JEFFERSON CITY - Gov. Bob Holden's State of the State address Wednesday left out some of the biggest issues being debated by Missouri lawmakers -- including transportation and the property tax system.
Instead, Holden focused much of his speech on the state's budget crisis and plans on how to get more money for education.
Dr. Rick Hardy, political science professor at the University of Missouri-Columbia, said that focusing primarily on the budget is typical of a State of the State address.
"The Budget is the most political document in the government," said Hardy. "The best blueprint for anybody's administration is the Budget."
The Budget and Legislative Agenda, presented with the address, outlines specific programs and initiatives that the governor wants to spearhead, while the address itself is meant to highlight the governor's priorities.
However, Holden's State of the State address only focused on the economic crisis and, to a lesser extent, education, evading other key statewide issues.

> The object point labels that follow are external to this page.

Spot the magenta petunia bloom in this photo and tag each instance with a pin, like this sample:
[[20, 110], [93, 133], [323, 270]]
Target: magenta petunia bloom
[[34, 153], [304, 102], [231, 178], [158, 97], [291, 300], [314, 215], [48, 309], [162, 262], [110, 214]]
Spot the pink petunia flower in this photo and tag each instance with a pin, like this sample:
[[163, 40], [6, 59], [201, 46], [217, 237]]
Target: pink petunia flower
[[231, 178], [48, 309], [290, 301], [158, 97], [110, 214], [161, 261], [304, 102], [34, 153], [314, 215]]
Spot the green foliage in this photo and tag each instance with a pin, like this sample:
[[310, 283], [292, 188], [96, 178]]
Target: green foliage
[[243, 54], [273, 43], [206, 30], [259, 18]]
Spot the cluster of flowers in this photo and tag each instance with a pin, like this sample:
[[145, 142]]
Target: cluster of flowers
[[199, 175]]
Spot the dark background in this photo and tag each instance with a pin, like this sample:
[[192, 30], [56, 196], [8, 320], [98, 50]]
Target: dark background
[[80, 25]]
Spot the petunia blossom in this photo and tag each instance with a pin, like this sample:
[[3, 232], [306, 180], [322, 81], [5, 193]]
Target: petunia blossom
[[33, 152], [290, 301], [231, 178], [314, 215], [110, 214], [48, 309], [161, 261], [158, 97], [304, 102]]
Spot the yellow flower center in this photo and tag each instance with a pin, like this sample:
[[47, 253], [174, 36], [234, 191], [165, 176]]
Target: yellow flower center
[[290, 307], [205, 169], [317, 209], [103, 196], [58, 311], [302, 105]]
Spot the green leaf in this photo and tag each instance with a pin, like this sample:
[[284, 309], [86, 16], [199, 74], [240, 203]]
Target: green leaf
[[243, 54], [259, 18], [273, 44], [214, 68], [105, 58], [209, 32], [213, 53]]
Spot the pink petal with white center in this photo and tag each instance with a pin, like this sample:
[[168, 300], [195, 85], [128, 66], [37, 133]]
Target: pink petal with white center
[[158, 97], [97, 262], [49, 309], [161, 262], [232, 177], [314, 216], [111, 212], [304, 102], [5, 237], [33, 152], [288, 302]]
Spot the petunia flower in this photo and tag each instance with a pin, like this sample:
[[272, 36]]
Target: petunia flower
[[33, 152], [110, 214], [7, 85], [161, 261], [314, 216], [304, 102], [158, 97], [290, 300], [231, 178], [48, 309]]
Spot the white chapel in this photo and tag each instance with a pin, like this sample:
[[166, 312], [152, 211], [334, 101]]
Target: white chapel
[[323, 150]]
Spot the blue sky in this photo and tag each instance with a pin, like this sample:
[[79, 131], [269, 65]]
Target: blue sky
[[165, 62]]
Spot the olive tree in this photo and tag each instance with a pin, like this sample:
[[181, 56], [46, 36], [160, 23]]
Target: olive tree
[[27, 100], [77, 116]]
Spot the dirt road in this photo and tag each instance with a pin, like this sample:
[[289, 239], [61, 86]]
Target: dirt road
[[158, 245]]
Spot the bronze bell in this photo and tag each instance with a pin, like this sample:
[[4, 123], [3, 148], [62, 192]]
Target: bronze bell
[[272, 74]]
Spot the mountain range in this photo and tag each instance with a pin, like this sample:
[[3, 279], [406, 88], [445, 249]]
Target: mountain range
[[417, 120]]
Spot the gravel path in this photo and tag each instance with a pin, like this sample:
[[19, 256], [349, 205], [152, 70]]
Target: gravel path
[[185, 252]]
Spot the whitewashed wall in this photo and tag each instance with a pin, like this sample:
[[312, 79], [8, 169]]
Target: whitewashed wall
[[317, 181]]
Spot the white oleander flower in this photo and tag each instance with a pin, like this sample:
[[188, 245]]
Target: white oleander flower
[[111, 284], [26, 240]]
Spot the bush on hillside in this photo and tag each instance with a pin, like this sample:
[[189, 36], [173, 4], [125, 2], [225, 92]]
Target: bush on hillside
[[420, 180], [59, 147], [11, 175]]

That Holden would almost exclusively focus on budgetary cuts in his speech is unusual, said Hardy, and "will have the GOP asking: `Where's the beef?'".
Minutes after the conclusion of Holden's speech, Republican legislators held a press conference to do just that.
Senate President Pro Tem Peter Kinder, R-Cape Girardeau, stated that transportation, the recent Ford auto plant closing, and economic development were absent from Holden's speech.
Kinder said he plans to take the lead role in advancing an economic stimulus package, a proposal that was lacking in the State of the State address.
Rep. Ted Farnen, D-Mexico, said he feels clear where Holden's priorities lie, and is glad the governor is on top of crucial issues like homeland security.
"He's got a pretty good picture of what the state should address," said Farnen. "He summed it up."
Although some Democrats support Holden's priorities, the speech outraged Rep. Quincy Troupe, D-St. Louis City, a longtime budgetary legislator.
"What sickened me was that he attributed all our economic woes to Sept. 11. He is trying to tie the budget into 9/11," said Troupe.
Troupe also found the State of the State address to be watery in parts, stating that Holden skirted many, if not all, of the important issues.
"What did he say about transportation? That is critical," he said.
During last year's address, Holden spoke on prescription drugs, education, the tobacco settlement money, drunk driving, and improving roads and bridges, among other issues.